Well, sometimes when i'm tired and busy on my laptop or mobile phone and Cody gets really frustrated because she thinks both items are HERS! She tries to stop me from doing anything with them. That's quite annoying! Cody can be a real cranky girl from time to time. 

And yeah, making noises when i'm on the phone or in a conversation or something lol. Shhh!

Cody being moody towards Itchy gets on my nerves sometimes, but for the biggest part it's up to Itchy to stick up for herself!

But overall, they're good birdies


----------



## olive juice (Mar 30, 2009)

Echo's persistence.
And his rudeness with food. He'll fly right onto a guest's piece of pizza. Because it's _his_, obviously.

Fox's tendency to scream at sunlight as soon as he sees it. Seriously. I can't tell if the sun makes him happy or pisses him off.


----------



## Belinda (Oct 9, 2010)

Cody said:


> Well, sometimes when i'm tired and busy on my laptop or mobile phone and Cody gets really frustrated because she thinks both items are HERS! She tries to stop me from doing anything with them. That's quite annoying! Cody can be a real cranky girl from time to time.

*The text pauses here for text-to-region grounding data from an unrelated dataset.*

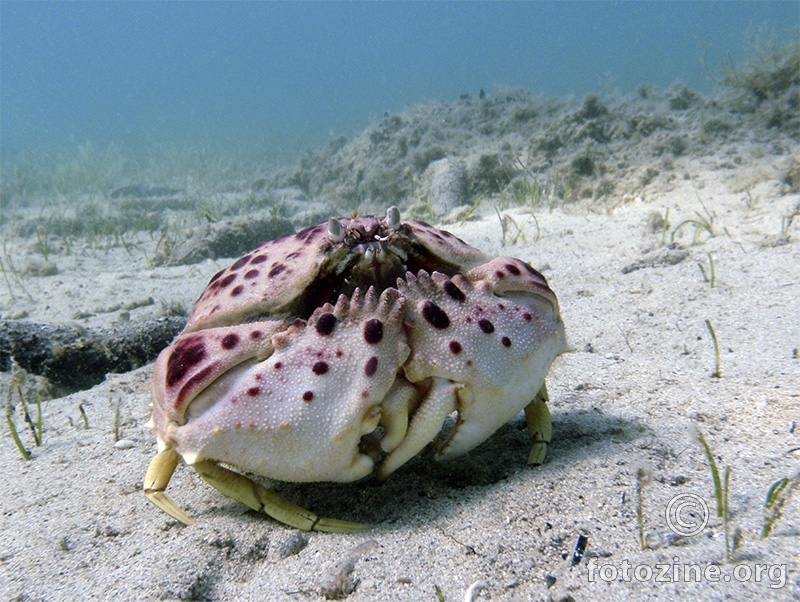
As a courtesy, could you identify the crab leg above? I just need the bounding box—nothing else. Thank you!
[524,383,552,466]
[192,460,366,533]
[144,448,197,526]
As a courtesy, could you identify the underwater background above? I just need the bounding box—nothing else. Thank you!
[1,6,799,599]
[1,1,798,168]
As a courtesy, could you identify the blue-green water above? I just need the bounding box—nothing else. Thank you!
[1,1,798,161]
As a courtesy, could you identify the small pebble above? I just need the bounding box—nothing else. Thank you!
[276,532,308,559]
[114,439,135,450]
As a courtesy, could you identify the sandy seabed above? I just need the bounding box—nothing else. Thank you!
[1,105,799,601]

Arnie does this too. She will fly onto my phone and reach down and try to attack my hands as I'm texting. So I'll put her and the phone down and walk away and say "ok well you can have it then". Then she doesn't want it.


----------



## Annie (Nov 20, 2009)

Belinda said:


> Arnie does this too. She will fly onto my phone and reach down and try to attack my hands as I'm texting. So I'll put her and the phone down and walk away and say "ok well you can have it then". Then she doesn't want it.


Wahahahaha!!! That's because Arnie's goal is to make you miserable so why would she want to do something that does NOT drive you insane?  I'm sure all our tiels are the same way. Sunny only wants to chew on what I'm using and wreck havoc on the keyboard when I'm typing. I never see him playing with it when I'm NOT using it.:blink:


----------



## .mpeg (Oct 6, 2010)

my laptop keyboard. he is so persistent. 
and when i've just woken up and he knows and he starts screeching. instant headache :blink:


----------



## Cody (Feb 22, 2011)

Belinda said:


> Arnie does this too. She will fly onto my phone and reach down and try to attack my hands as I'm texting. So I'll put her and the phone down and walk away and say "ok well you can have it then". Then she doesn't want it.

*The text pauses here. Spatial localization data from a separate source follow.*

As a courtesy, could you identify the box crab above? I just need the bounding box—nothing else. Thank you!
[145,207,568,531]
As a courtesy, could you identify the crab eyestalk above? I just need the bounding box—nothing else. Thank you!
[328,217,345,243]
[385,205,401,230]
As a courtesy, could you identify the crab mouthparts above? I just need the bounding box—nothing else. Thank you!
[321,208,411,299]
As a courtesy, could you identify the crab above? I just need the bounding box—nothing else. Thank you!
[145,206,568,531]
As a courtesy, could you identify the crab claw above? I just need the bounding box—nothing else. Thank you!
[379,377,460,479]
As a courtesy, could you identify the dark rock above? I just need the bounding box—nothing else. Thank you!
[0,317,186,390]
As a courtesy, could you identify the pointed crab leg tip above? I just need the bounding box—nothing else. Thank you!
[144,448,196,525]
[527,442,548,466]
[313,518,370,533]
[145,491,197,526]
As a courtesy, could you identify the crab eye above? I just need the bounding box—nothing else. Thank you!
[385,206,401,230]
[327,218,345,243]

LOL exactly. They just want it because you have it, and they can't. If you're not interested anymore, neither are they! Little kids!!!


----------



## Cody (Feb 22, 2011)

.mpeg said:


> my laptop keyboard. he is so persistent.
> and when i've just woken up and he knows and he starts screeching. instant headache :blink:



Very recognizable, both things!!!


----------



## Woodstock (Feb 25, 2011)

The screetching - I call it his red tail hawk imitation. His wind up call before he starts talking or whistling. It's ear piercing. His Dr. Jekyll/Mr. Hyde personality at times. But when he's a little lover boy all is forgiven.


----------



## nkeith2 (Feb 6, 2011)

Well, considering we have many in our bird room, we have some big annoyances to deal with. The screeching is a big one here, since all those birds screeching at once in the early mornings can be a little much at time. Their fascination with my laptop keys and any wires drives me nutts. I don't really care about the keys as much, but I worry that they will get electrocuted through a wire so I am always on guard. How "Mommy, I want head scritches" turns into "touch me and you die >:{." There are probably others I am forgetting, but we love our large flock non-the-less


----------



## Belinda (Oct 9, 2010)

nkeith2 said:


> How "Mommy, I want head scritches" turns into "touch me and you die >:{."


hahahaha :rofl:


yup.


----------



## Cody (Feb 22, 2011)

LOL! I know that, too


----------



## Cody (Feb 22, 2011)

nkeith2 said:


> Well, considering we have many in our bird room, we have some big annoyances to deal with. The screeching is a big one here, since all those birds screeching at once in the early mornings can be a little much at time. Their fascination with my laptop keys and any wires drives me nutts. I don't really care about the keys as much, but I worry that they will get electrocuted through a wire so I am always on guard. How "Mommy, I want head scritches" turns into "touch me and you die >:{." There are probably others I am forgetting, but we love our large flock non-the-less



Must be wonderful, to have that many tiels! Sadly, I live alone and don't have enough time 

Maybe someday


----------



## bweeep (Feb 7, 2011)

My birds are very, very, very persistent about eating EVERYTHING...and when you make them stop they just come back for more...
And I'm missing two keys on my lap top. They love to eat my keys..


----------



## nkeith2 (Feb 6, 2011)

Cody said:


> Must be wonderful, to have that many tiels! Sadly, I live alone and don't have enough time
> 
> Maybe someday


Aww, I am sure someday you will be able to have more  The only way I manage is big big help with my hubby since he is home all day to take care of them. He is the one who really does most of the work, but I try to help out as much as I can too. If it weren't for him, I would probably only have two tiels, Lucy and Spot. O and about the "touch me and you die *insert angry face*" comment I posted earlier, well I was just playing with Skyler right now and of course, he had to have one of those moments  Tiels can be big stinkers at times, you know?


----------